Battle of Antietam


On September 4, 1862, advance elements of the Army of Northern Virginia pushed across the Potomac into Maryland. Lee hoped the invasion would afford an opportunity meet and crush the Army of the Potomac under Maj. Gen. George B. McClelland. Politically, the invasion promised to lend support for the anti-war crowd in the north, perhaps rally western Maryland to the southern cause, and perhaps encourage the British to recognize the Confederacy. Lee divided his army, sending Jackson off to capture Harper's Ferry while he and the rest of the army headed north. The remainder of the Army of Northern Virginia left Frederick, Maryland and headed northwest to Boonsboro on the western side of the South Mountain. Here Lee learned of a concentration of federal forces at Hagerstown and leaving D. H. Hill's Corps at Boonesboro took off with Longstreet to Hagerstown. By now McClelland had the Army of the Potomac on the road to Frederick. Camping at Frederick, a union soldier found a copy of Lees special order 191, dividing his army and sending it in two directions. McClelland was energized by the opportunity to confront the smaller portion of Lee's army and leaving the Harper's Ferry forces to look after themselves, sent two army Corps (VI Corps and IX Corps) forward to probe the gaps in the South Mountain. Sharp engagements took place on September 14th at both Crampton's and Turner's Gaps, resulting in federal breakthroughs in both places. But the Union forces failed to follow up their successes and allowed Lee to recall Longstreet from Hagerstown and pull his forces south to Sharpsburg. Lee now had 3 of his 9 Corps concentrated at Sharpsburg on the high ground west of Antietam Creek waiting for developments. On September 15th Harper's Ferry fell and with Jackson soon to be free to support any union attack, Lee was feeling confident in handling the ever cautious McClelland.

The Battle

McClelland took the entire day of the 16th to close up to the battlefield, get his forces into position, and to make final dispositions. It is not certain what his strategy was for engaging the Rebels, but the day began with a series of uncoordinated attacks first at the Confederate left (or north flank) involving the Cornfield, North Woods and West Woods, then the center involving Dunkard's Church, the Sunken Road, later known as the Bloody Lane, and again the Cornfield, and finally an attack on Lee's right. Throughout the day Lee was able to shift forces and artillery to oppose the assaults of Hooker, Mansfield, and Sumner. By mid-afternoon, with the first two efforts stalled, Burnside was sent to take the bridge across Antietam Creek to the south of the earlier fighting. After much difficulty Burnside succeeded in getting his Corps across the creek and driving the Rebels back into the town of Sharpsburg. Just as Lees right flank was collapsing, A. P. Hill's division arrived after a forced march and stopped Burnside's advance.

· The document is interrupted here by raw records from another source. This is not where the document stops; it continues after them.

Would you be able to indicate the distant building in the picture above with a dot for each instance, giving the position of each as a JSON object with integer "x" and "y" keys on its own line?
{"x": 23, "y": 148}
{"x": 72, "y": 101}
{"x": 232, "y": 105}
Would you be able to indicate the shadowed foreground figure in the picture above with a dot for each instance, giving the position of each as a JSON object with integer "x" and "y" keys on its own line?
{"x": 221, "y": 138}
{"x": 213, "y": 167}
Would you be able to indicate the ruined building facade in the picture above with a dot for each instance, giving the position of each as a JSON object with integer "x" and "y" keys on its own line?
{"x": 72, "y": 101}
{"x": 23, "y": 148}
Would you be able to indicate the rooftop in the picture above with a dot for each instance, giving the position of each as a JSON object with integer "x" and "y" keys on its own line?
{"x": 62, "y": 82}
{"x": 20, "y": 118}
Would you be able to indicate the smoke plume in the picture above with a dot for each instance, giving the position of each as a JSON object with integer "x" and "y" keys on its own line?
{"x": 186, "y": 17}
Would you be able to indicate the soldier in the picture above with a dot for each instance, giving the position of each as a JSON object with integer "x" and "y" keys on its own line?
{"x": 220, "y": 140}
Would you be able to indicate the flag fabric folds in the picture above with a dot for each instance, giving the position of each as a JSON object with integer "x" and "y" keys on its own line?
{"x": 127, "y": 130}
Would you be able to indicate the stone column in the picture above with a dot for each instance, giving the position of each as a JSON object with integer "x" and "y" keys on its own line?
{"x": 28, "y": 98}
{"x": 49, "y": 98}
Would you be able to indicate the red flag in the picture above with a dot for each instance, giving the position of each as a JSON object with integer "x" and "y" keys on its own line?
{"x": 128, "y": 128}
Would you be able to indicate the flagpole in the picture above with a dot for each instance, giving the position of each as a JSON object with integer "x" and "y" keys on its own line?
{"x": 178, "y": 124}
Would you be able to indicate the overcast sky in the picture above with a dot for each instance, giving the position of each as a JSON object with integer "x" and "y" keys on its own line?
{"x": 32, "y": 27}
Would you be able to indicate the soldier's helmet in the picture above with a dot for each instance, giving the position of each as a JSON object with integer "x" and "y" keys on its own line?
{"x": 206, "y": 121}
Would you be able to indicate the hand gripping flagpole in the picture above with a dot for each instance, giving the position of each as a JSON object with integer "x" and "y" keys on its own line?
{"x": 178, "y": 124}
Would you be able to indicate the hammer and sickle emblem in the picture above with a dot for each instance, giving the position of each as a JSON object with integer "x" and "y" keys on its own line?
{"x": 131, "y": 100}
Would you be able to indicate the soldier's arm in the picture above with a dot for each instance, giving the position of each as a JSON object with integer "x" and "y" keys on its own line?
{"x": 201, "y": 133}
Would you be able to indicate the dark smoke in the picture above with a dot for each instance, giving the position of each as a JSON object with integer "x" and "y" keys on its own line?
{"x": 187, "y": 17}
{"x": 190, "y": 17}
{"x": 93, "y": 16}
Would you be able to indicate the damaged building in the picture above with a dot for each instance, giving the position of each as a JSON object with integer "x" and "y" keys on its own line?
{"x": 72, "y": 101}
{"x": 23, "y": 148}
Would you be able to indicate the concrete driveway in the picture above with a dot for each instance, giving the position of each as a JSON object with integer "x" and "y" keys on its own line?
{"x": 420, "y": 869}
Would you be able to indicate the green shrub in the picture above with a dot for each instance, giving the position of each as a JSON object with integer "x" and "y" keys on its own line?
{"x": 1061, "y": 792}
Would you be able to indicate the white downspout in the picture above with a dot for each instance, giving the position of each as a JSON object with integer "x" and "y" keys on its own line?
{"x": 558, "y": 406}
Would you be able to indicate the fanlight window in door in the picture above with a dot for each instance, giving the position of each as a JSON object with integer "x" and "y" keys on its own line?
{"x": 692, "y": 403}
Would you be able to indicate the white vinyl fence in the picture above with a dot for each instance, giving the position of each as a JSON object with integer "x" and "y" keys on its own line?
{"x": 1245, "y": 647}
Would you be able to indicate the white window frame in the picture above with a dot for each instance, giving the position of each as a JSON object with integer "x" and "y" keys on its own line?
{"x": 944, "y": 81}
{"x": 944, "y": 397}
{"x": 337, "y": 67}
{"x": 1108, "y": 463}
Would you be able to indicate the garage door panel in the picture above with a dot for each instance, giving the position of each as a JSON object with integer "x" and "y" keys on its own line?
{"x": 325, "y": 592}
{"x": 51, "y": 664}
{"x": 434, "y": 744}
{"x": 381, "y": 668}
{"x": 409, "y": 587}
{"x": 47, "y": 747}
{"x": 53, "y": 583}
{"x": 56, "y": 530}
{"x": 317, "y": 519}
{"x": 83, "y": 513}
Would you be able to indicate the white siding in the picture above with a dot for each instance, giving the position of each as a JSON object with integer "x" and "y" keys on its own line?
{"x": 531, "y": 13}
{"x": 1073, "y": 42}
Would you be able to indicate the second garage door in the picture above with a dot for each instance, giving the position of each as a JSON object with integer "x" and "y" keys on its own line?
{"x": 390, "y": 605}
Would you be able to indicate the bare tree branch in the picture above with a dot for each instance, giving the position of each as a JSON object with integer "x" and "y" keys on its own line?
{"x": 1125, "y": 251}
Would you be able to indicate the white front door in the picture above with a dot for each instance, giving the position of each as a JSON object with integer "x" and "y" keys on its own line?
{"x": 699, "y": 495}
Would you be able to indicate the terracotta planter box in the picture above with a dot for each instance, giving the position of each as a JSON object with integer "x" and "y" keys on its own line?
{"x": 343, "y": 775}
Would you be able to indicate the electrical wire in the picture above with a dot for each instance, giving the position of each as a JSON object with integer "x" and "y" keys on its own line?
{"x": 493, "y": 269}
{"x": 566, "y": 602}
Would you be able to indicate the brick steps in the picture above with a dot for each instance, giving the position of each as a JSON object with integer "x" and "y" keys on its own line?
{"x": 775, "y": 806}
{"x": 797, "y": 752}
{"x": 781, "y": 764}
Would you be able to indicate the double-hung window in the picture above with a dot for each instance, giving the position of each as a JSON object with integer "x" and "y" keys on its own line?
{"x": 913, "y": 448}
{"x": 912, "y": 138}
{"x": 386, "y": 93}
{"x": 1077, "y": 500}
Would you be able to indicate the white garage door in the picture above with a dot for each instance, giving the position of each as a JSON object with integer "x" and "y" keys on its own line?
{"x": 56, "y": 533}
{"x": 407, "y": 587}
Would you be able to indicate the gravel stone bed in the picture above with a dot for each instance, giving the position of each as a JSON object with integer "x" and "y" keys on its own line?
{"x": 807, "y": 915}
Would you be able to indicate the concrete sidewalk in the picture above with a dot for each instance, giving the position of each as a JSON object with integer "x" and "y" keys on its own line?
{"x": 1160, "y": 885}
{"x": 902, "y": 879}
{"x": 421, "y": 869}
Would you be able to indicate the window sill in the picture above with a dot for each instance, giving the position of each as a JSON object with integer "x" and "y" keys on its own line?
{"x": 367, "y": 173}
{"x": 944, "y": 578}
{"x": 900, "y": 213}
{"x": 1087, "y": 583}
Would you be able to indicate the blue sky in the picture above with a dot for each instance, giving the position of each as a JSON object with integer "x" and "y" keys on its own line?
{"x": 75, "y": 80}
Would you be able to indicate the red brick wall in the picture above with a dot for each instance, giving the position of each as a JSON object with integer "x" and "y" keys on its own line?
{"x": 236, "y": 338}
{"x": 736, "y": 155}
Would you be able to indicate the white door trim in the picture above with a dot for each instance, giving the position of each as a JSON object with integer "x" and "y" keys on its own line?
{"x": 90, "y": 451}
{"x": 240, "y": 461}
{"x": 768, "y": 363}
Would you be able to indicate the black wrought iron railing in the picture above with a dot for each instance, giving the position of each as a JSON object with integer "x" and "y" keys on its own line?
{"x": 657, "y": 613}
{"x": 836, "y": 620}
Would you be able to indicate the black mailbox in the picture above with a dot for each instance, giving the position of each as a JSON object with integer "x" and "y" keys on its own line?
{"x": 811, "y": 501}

In each of the three separate union efforts, McClelland had the opportunity to pour in his reserves and crush Lee's army. But McClelland believed he faced a Rebel army with huge reserves just out of sight and was unwilling to risk the fate of Washington or the union on a major loss. He was content not to lose. He got his wish. The next day Lee waited for McClelland to follow-up and resume the battle. McClelland declined the opportunity and the night of the 17th, Lee withdrew his forces across the Potomac and back to Virginia.